ASK THE EXPERT: Diversity Recruitment with Jim Janson, AJE VP of Engineering
Up next in America’s Job Exchange (AJE) ‘Ask The Expert’ blog series, we are featuring Jim Janson, VP of Engineering. Jim lends his expertise both behind the scenes with our product and out in front with his extensive industry knowledge.
Q: You can’t be the Vice President without having proficiency in certain areas. Can you tell us what your areas of focus are at AJE and the unique position you have?
A: I have been leading the engineering team at America’s Job Exchange for the past 6 years. In this role I work with the team that develops and maintains our network of websites, the systems for getting jobs from customers, job distribution services, the Outreach Management Solution, and all of the reporting that support those activities.
Q: How do you use your expertise to assist our customers here at AJE?
A: I work closely with our Sales and Account Management teams to understand the needs of our customers. I take that input along with my engineering knowledge of our systems to develop proposals for products and enhancements. This enables us to quickly implement features that help our customers continue to be successful.
Q: I have to ask you the “million dollar question” everyone always want to know the answer to… “Where do the jobs go?”
A: AJE has an extensive job distribution for our customer’s jobs starting with our own network of sites, America’s Job Exchange, Veterans Job Exchange, and Disability Job Exchange. Together these sites are viewed by approximately 1 million visitors every month. We also distribute our jobs to two web sites focused on the disabled and disabled veteran communities; DisabledPerson.com and JOFDAV.com. All of these sites are updated daily with the latest jobs from our customers.
Jobs are also distributed daily to One-Stop Career Centers. These are state employment agencies that work with job seekers and often veterans to match them with local jobs. AJE also have a network of over 4000 Community-based Organizations which we send jobs. These include organizations that are focused on helping a particular under-represented group; e.g. disabled persons, and also career centers at colleges, and groups concentrating on helping people of various demographic groups find jobs. Each day we send the latest local job openings to staff working at these centers.
We have thousands of job seekers register on our site to receive job postings. We send ‘Job Scout’ emails daily to job seekers using the search criteria that they specified. This is an automated process that delivers the job openings directly to the seeker for them to review.

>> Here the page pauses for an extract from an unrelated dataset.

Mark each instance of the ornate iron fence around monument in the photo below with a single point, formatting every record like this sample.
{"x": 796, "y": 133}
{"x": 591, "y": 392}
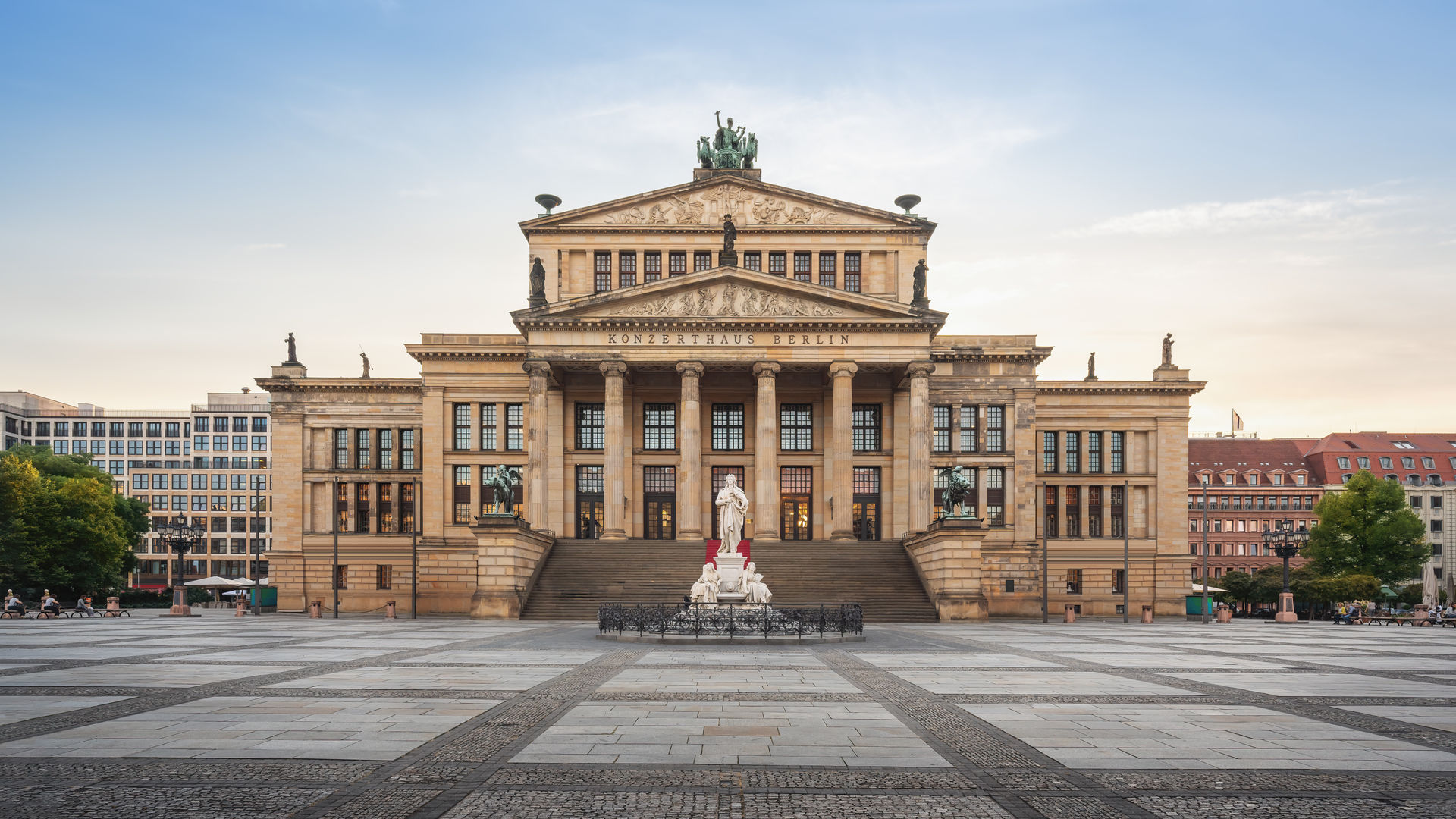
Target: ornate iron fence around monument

America’s Job Exchange is certainly not alone with a major online job site. To give our customer’s job postings even more visibility, we have partnered with Indeed and Beyond.com to display these jobs to job seekers visiting these sites.
Finally, we do provide job distribution services for federal contractors requiring OFCCP compliance. The OFCCP regulations require jobs to be posted on job sites that are run by the state. For our OFCCP compliance customers we directly post their jobs into their account on the state job site. Proof of the posting is captured for audit reporting.
Q: In your opinion, why is diversity recruitment important?
A: There are three reason why companies should be interested in diversity recruitment. First, there may be regulatory reasons. OFCCP, for example, has established targets for percentages of their workforce that are veterans and disabled persons. It’s important for companies to show progress toward those targets in case of an audit.
The second reason a company should be focused on recruiting for diversity is demographic trends. America is more racially and ethnically diverse than in the past and this trend will continue. While today Whites account for approximately 60% of the population, this percentage continues to decrease. 14% of the population is now foreign born; many from Latin America and Asia. The role of women in the workforce has also increased. Over the last 50 years the percentage of women as the primary breadwinner in a household has increased from 10% to over 40%. One parent households have nearly tripled during this time. Astute companies will realize that to remain competitive in recruiting talent, they will need to look for diverse candidates. Establishing their company culture as one open and supportive of people with varying backgrounds will help with their recruiting efforts. Finally, let’s look at what diversity can bring to a company. A diverse workforce can bring people that have differences not only in physical attributes but different backgrounds and life experiences. This fosters a culture that is open, collaborative and respectful of differences. Qualities that ultimately lead to more business successes. Whether it is brainstorming for a new product or solving a problem, bringing in different points of view (and the tension those differences can create), can lead to new insights and breakthroughs that could not happen without the diversity of thought. This can be the strongest reason why companies should actively engage in developing a diverse workforce.